Van het Duitse platformwarenhuis uit Wolfsburg reed ik al acht auto’s met vrijwel identieke technische specificaties; de VW ID.3, ID.4, ID.5 en ID Buzz, de Skoda Enyaq en Enyaq Coupé, de Audi Q4 e-tron en de Cupra Born. Bij Stellantis waren diverse Opels, Citroëns, DS’en en Peugeots technisch één pot nat. Binnenkort koop je hier een Stellantis-Jeepje met de elektrische aandrijflijn van de Peugeot 208.
Mijn zegen heb je, de techniek mankeert niks. Wel zadelen die klonen de autojournalist met een absurd probleem op. Je kunt ze niet meer geloofwaardig als afzonderlijke modellen testen, hoe bijvoorbeeld Opel ook zijn best doet om met Duitse hoekigheid het Franse DNA te camoufleren, wat bij de Astra aardig lukte. De cosmetische verschillen daargelaten rijd je tig keer dezelfde auto. Zo’n kloon beoordelen op merkgebonden eigenschappen kan niet meer. En hoe moet je iemand een dure stekker-Audi aanbevelen die zich alleen cosmetisch onderscheidt van een intussen vrijwel even dure Skoda uit hetzelfde huis? Om dat te kunnen moet je doen wat tot slaaf gemaakte autofabrikanten doen om de schijn op te houden; slecht toneelspelen. Van een volgend nieuw VW-model neem ik me voor alleen het eerste in de reeks te testen. Mijn boodschap zal deze zijn: Hoi lezers, dit is de nieuwe VW ID.Zus. Dubbelgangers van Audi, Seat, Skoda en Cupra zijn onderweg. Koop ze gerust, want haar broertjes zullen net zo prima rijden als de Zus. Wel strak onderhandelen mensen, de prijzen zijn weer astronomisch. En dan maar hopen dat de laatste onafhankelijke spelers mijn ontheemde liefde voor het blik in leven willen houden.

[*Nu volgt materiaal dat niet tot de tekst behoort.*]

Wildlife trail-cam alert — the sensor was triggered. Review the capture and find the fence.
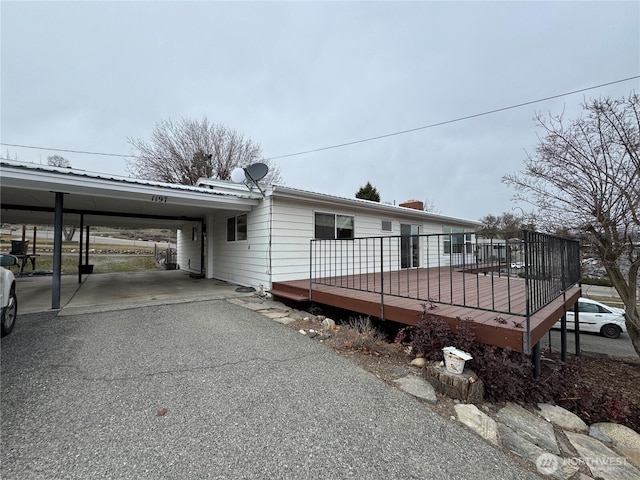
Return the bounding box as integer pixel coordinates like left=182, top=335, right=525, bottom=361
left=310, top=230, right=581, bottom=317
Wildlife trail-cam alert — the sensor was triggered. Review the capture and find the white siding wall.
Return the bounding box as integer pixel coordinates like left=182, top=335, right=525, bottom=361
left=177, top=222, right=203, bottom=273
left=269, top=198, right=472, bottom=283
left=208, top=200, right=271, bottom=289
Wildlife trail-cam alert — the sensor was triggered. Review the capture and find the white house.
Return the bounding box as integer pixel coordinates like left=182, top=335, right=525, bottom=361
left=0, top=160, right=481, bottom=296
left=180, top=177, right=482, bottom=290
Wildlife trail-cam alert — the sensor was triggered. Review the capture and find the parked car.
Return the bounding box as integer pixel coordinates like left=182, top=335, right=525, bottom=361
left=1, top=254, right=18, bottom=337
left=553, top=297, right=627, bottom=339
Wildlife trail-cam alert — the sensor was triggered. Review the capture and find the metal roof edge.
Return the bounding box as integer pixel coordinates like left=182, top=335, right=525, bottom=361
left=270, top=184, right=482, bottom=227
left=0, top=160, right=259, bottom=200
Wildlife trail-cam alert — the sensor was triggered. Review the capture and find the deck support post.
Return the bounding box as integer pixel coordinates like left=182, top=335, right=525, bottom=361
left=573, top=299, right=581, bottom=356
left=560, top=312, right=567, bottom=363
left=532, top=342, right=541, bottom=378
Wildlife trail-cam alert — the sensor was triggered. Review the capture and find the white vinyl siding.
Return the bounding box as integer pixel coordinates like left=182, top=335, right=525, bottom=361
left=210, top=202, right=271, bottom=289
left=177, top=221, right=203, bottom=273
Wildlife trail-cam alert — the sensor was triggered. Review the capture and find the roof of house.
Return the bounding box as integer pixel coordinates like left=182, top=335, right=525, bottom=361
left=270, top=184, right=482, bottom=228
left=1, top=160, right=482, bottom=228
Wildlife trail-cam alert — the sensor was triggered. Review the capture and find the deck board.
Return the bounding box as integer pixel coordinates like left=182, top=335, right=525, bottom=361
left=271, top=267, right=581, bottom=354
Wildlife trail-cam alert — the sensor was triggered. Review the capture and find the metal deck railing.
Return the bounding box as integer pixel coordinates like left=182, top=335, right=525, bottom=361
left=309, top=230, right=581, bottom=318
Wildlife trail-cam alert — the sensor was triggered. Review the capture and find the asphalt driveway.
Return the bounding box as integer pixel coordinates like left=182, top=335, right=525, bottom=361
left=1, top=300, right=540, bottom=479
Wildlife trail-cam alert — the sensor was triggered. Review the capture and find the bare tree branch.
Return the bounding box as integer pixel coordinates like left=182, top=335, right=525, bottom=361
left=504, top=92, right=640, bottom=358
left=126, top=118, right=281, bottom=185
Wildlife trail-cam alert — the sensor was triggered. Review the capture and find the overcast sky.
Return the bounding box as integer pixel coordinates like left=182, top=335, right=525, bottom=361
left=2, top=1, right=638, bottom=221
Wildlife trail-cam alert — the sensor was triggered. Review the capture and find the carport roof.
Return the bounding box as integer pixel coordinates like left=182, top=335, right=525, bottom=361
left=0, top=160, right=262, bottom=228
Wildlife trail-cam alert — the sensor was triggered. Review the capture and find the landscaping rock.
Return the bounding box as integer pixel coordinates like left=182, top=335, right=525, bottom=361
left=424, top=363, right=484, bottom=405
left=499, top=424, right=578, bottom=479
left=273, top=316, right=296, bottom=325
left=321, top=317, right=335, bottom=328
left=536, top=403, right=588, bottom=432
left=590, top=423, right=640, bottom=469
left=393, top=367, right=408, bottom=377
left=565, top=431, right=640, bottom=480
left=497, top=402, right=560, bottom=454
left=394, top=375, right=437, bottom=404
left=410, top=357, right=426, bottom=368
left=454, top=403, right=499, bottom=445
left=589, top=425, right=613, bottom=444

Het stemt moedeloos. Merken die met pretentieuze marketingcampagnes hun uitverkorenheid verkondigen zie je tot loze huls verschralen. Ik, geboren in een tijd dat je een Citroën voor de veerbollen en een Audi voor de Voorsprong Door Techniek aanschafte, vind het een jammerlijk verlies.
Helaas lijkt het de onvermijdelijke gang der dingen. Deze week ontving ik een persbericht met de aankondiging van een nieuwe huisstijl voor het slapende merk dat zich vroeger Lancia noemde. ‘Pu+Ra Design’, lees ik, wordt de ‘pure en radicale designtaal die de komende 100 jaar bepalend zal zijn voor het design van Lancia-modellen.’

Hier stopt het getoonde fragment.